Implementation Guides

  1. Annotated S4

  2. Mamba Implementation Notes

Conclusion

Linear RNNs provide the foundational infrastructure for modern efficient sequence models. By understanding the base architecture, recurrence patterns, and implementation techniques covered in this document, you can:

  1. Implement custom linear RNN variants for specific tasks
  2. Debug and optimize existing implementations
  3. Make informed choices about which SSM variant to use
  4. Build new hybrid architectures combining multiple techniques

The key insight is the duality between recurrent and parallel computation: the same model can be efficiently trained (parallel) and efficiently deployed (recurrent). This makes linear RNNs practical for real-world applications with long sequences.

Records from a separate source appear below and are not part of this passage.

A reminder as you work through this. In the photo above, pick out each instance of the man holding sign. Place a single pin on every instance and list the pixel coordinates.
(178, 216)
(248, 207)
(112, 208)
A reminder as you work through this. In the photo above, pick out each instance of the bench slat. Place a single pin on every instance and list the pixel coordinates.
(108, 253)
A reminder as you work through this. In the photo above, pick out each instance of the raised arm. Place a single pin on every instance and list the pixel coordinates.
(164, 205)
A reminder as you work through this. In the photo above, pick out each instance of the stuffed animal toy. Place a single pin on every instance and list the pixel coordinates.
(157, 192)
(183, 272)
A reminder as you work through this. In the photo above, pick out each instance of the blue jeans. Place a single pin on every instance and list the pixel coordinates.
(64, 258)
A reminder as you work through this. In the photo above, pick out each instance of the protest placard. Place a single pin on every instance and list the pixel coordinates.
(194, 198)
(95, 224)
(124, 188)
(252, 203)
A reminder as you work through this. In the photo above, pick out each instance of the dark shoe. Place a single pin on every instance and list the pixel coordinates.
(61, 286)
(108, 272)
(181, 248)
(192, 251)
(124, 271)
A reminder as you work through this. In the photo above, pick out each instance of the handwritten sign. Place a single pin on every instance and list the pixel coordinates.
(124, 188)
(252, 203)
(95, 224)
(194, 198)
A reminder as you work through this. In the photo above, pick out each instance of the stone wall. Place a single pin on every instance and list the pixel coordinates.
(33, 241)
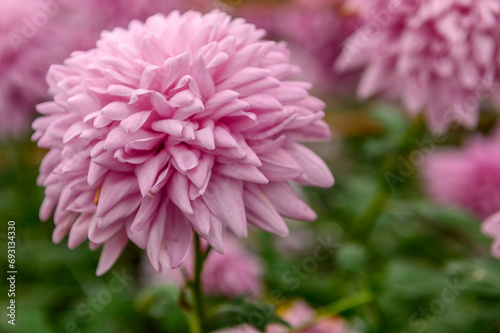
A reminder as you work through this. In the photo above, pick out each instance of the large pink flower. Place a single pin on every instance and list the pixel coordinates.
(469, 177)
(236, 272)
(184, 122)
(434, 55)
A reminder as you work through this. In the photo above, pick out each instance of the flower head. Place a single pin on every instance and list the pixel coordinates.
(183, 122)
(469, 178)
(434, 55)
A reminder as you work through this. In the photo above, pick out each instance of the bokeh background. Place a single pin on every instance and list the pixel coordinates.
(425, 267)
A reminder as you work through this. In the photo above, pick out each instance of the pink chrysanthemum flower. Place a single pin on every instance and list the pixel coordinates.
(302, 318)
(235, 273)
(184, 122)
(315, 30)
(434, 55)
(469, 178)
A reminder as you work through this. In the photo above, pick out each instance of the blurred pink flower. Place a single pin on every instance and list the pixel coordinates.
(302, 318)
(235, 273)
(29, 42)
(438, 57)
(37, 33)
(314, 31)
(469, 177)
(491, 228)
(184, 122)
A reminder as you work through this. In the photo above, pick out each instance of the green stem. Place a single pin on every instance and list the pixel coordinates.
(366, 222)
(195, 285)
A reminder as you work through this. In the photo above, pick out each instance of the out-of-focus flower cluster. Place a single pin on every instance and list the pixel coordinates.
(469, 177)
(35, 34)
(437, 57)
(302, 319)
(235, 273)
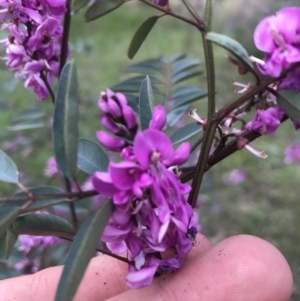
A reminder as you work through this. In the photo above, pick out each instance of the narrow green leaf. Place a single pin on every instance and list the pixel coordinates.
(28, 125)
(184, 75)
(82, 250)
(186, 132)
(140, 36)
(29, 114)
(289, 102)
(182, 90)
(41, 203)
(133, 102)
(91, 157)
(7, 215)
(101, 8)
(77, 5)
(176, 115)
(232, 46)
(8, 169)
(189, 98)
(184, 64)
(65, 122)
(177, 57)
(146, 103)
(130, 87)
(7, 243)
(149, 66)
(42, 225)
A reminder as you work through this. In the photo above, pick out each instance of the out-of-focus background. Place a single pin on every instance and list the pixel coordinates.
(242, 194)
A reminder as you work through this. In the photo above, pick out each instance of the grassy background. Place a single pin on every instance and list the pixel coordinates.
(266, 205)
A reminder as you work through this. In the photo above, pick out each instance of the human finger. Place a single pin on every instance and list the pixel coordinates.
(241, 267)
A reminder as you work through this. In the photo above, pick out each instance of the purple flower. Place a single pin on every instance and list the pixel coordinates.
(33, 50)
(279, 41)
(51, 168)
(266, 121)
(292, 154)
(161, 2)
(236, 176)
(151, 212)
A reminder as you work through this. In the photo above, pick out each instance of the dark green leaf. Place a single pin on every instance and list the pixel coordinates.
(176, 115)
(41, 203)
(146, 103)
(77, 5)
(7, 215)
(177, 57)
(28, 125)
(186, 132)
(148, 66)
(29, 114)
(232, 46)
(140, 36)
(101, 8)
(184, 90)
(65, 122)
(7, 243)
(133, 102)
(82, 250)
(130, 87)
(8, 169)
(91, 157)
(185, 75)
(289, 102)
(189, 98)
(184, 64)
(42, 225)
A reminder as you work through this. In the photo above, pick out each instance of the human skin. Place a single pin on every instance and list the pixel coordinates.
(239, 268)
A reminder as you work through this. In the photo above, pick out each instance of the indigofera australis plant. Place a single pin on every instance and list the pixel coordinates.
(147, 207)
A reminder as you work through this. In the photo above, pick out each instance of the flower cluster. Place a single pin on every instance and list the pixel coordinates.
(280, 42)
(151, 214)
(33, 46)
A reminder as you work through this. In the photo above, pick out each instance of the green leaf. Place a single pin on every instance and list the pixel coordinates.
(289, 102)
(176, 115)
(101, 8)
(7, 243)
(82, 250)
(186, 132)
(130, 87)
(91, 157)
(41, 203)
(232, 46)
(147, 66)
(140, 36)
(8, 169)
(182, 90)
(146, 102)
(28, 125)
(7, 215)
(189, 98)
(184, 64)
(77, 5)
(65, 122)
(184, 75)
(42, 225)
(29, 114)
(177, 57)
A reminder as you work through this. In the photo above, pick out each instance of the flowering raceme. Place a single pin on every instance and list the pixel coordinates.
(33, 46)
(151, 212)
(280, 41)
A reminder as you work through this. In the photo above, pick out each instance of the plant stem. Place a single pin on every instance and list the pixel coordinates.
(65, 37)
(211, 125)
(175, 15)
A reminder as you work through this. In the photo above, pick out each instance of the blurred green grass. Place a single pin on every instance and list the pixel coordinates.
(266, 204)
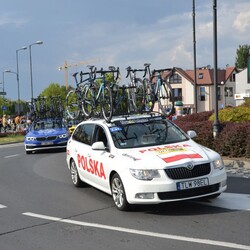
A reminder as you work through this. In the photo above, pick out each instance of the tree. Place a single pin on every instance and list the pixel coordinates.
(242, 53)
(55, 89)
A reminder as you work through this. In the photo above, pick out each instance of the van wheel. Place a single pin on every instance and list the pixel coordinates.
(118, 193)
(75, 175)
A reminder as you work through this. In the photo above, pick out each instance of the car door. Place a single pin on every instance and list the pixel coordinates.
(81, 150)
(100, 160)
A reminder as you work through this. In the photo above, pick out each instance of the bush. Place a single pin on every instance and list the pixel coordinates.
(237, 114)
(234, 137)
(233, 141)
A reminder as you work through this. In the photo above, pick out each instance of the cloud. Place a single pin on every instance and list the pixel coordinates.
(11, 19)
(242, 22)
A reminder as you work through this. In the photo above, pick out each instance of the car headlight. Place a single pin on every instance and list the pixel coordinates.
(30, 138)
(144, 174)
(218, 164)
(63, 136)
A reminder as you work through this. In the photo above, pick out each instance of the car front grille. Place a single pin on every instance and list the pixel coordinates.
(47, 138)
(181, 194)
(184, 173)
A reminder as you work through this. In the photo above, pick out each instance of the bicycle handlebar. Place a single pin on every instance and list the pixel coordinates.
(111, 69)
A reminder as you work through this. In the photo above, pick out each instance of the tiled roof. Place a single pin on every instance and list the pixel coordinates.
(205, 76)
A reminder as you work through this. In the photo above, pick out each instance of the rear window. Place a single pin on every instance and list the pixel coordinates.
(143, 133)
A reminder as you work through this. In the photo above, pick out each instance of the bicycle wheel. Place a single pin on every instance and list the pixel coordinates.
(165, 98)
(137, 96)
(107, 103)
(149, 96)
(90, 92)
(72, 106)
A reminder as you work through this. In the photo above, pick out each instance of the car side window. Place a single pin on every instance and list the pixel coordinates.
(100, 135)
(83, 133)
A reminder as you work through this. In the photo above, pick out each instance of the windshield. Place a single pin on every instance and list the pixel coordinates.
(48, 124)
(145, 133)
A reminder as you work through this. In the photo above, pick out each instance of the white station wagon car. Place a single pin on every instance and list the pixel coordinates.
(143, 159)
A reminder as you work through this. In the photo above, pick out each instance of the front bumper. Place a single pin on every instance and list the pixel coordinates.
(165, 189)
(51, 145)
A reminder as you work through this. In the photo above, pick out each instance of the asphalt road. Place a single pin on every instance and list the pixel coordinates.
(41, 209)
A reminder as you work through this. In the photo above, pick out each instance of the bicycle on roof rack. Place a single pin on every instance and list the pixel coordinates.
(97, 95)
(136, 91)
(159, 93)
(74, 98)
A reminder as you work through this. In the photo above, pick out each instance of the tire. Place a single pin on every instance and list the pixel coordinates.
(213, 196)
(118, 193)
(72, 106)
(107, 104)
(165, 98)
(75, 175)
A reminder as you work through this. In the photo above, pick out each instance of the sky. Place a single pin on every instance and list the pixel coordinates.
(120, 33)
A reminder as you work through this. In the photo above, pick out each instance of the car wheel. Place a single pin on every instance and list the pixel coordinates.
(74, 174)
(118, 193)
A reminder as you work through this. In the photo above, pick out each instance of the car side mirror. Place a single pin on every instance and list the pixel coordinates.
(99, 145)
(191, 133)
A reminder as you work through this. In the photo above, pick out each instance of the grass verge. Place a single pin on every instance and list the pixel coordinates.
(11, 138)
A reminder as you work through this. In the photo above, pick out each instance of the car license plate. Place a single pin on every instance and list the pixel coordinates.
(192, 184)
(47, 143)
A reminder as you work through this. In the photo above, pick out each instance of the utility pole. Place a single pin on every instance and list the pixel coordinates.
(216, 119)
(195, 75)
(66, 67)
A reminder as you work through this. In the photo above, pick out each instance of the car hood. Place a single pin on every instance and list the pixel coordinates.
(163, 156)
(47, 132)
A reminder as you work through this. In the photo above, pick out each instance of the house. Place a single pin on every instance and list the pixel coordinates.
(182, 82)
(242, 87)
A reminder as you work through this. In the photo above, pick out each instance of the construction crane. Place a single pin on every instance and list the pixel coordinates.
(66, 66)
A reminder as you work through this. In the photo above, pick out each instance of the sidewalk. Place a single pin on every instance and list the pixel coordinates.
(237, 166)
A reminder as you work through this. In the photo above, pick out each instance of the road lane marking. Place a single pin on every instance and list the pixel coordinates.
(140, 232)
(230, 201)
(10, 156)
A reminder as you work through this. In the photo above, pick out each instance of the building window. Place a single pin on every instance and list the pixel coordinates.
(228, 91)
(202, 94)
(232, 77)
(177, 94)
(219, 93)
(175, 78)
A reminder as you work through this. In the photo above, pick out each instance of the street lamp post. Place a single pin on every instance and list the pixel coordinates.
(13, 72)
(17, 77)
(31, 80)
(3, 92)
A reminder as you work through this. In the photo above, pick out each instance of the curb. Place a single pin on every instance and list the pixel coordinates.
(239, 167)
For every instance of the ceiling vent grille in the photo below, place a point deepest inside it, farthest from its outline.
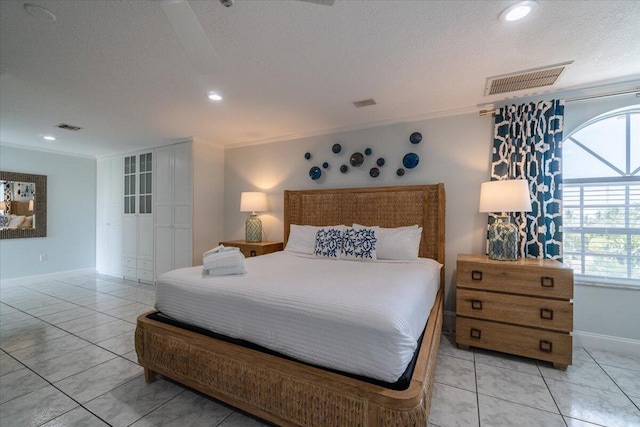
(66, 126)
(528, 79)
(365, 103)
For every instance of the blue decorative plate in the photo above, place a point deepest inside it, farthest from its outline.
(315, 173)
(410, 160)
(356, 159)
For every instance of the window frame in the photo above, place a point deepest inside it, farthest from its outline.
(627, 179)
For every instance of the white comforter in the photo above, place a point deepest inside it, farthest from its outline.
(359, 317)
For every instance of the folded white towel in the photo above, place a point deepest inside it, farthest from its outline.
(226, 271)
(223, 259)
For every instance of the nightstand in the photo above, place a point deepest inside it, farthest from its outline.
(521, 307)
(250, 249)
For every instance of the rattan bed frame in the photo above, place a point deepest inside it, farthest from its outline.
(289, 393)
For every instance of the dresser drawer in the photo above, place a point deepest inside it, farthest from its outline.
(527, 311)
(535, 343)
(517, 277)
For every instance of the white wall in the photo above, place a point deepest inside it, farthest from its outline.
(71, 215)
(454, 150)
(208, 198)
(602, 310)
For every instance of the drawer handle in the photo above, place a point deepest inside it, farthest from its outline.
(546, 282)
(476, 304)
(546, 346)
(547, 314)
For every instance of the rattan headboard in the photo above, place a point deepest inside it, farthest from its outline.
(383, 206)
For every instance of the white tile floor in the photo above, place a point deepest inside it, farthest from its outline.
(67, 359)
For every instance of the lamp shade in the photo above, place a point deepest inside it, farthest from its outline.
(253, 201)
(511, 195)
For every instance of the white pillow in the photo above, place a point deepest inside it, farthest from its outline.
(302, 239)
(328, 243)
(400, 243)
(15, 221)
(359, 245)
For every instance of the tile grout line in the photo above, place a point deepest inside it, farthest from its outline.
(611, 378)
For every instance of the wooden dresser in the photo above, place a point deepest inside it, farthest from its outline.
(250, 249)
(521, 307)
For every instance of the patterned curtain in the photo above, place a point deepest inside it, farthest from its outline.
(527, 144)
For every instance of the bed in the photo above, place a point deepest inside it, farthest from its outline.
(289, 392)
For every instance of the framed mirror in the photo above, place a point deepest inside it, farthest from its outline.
(23, 205)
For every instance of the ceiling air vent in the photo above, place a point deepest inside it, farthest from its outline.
(528, 79)
(365, 103)
(66, 126)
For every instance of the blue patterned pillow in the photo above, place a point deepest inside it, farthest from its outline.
(328, 243)
(359, 245)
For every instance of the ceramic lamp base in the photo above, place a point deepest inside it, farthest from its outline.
(253, 229)
(503, 240)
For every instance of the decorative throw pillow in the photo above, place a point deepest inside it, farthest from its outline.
(329, 242)
(359, 245)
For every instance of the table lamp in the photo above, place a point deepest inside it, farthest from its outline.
(253, 201)
(511, 195)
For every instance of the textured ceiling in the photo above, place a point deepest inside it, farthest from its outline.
(285, 68)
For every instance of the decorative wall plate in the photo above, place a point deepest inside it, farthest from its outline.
(315, 173)
(356, 160)
(410, 160)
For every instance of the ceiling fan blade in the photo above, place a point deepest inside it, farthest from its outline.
(322, 2)
(191, 35)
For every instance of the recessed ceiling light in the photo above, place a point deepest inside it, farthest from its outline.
(213, 96)
(39, 12)
(518, 11)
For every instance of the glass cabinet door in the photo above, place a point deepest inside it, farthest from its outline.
(130, 184)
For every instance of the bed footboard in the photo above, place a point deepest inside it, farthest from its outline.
(286, 392)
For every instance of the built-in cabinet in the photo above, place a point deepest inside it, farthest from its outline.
(137, 222)
(109, 216)
(148, 205)
(173, 207)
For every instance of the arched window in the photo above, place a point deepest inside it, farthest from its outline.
(601, 198)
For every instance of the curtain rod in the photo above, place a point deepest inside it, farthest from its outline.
(580, 98)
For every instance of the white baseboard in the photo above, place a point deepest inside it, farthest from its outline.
(449, 322)
(606, 342)
(36, 278)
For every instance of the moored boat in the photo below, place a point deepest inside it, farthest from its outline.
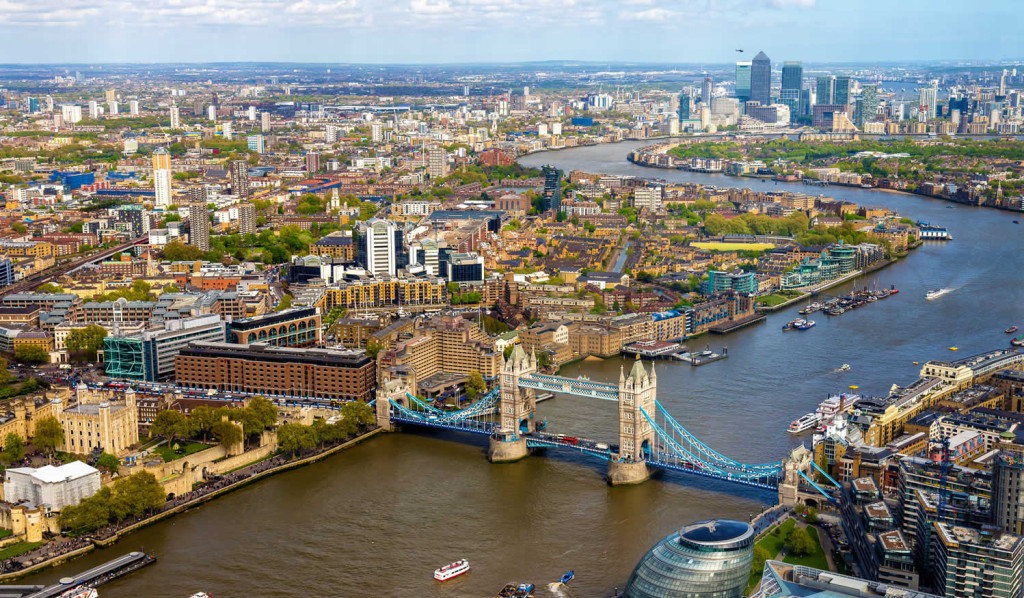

For specific use cases, consider the specialized variants:

  • S4/S4D: Long-range dependencies with theoretical guarantees
  • Mamba/Mamba-2: General-purpose language modeling
  • RetNet: Multi-scale temporal patterns
  • RWKV: Efficient LLMs with true O(1) inference
  • DeltaNet: Associative memory and retrieval

All these variants build on the linear RNN foundation described in this document.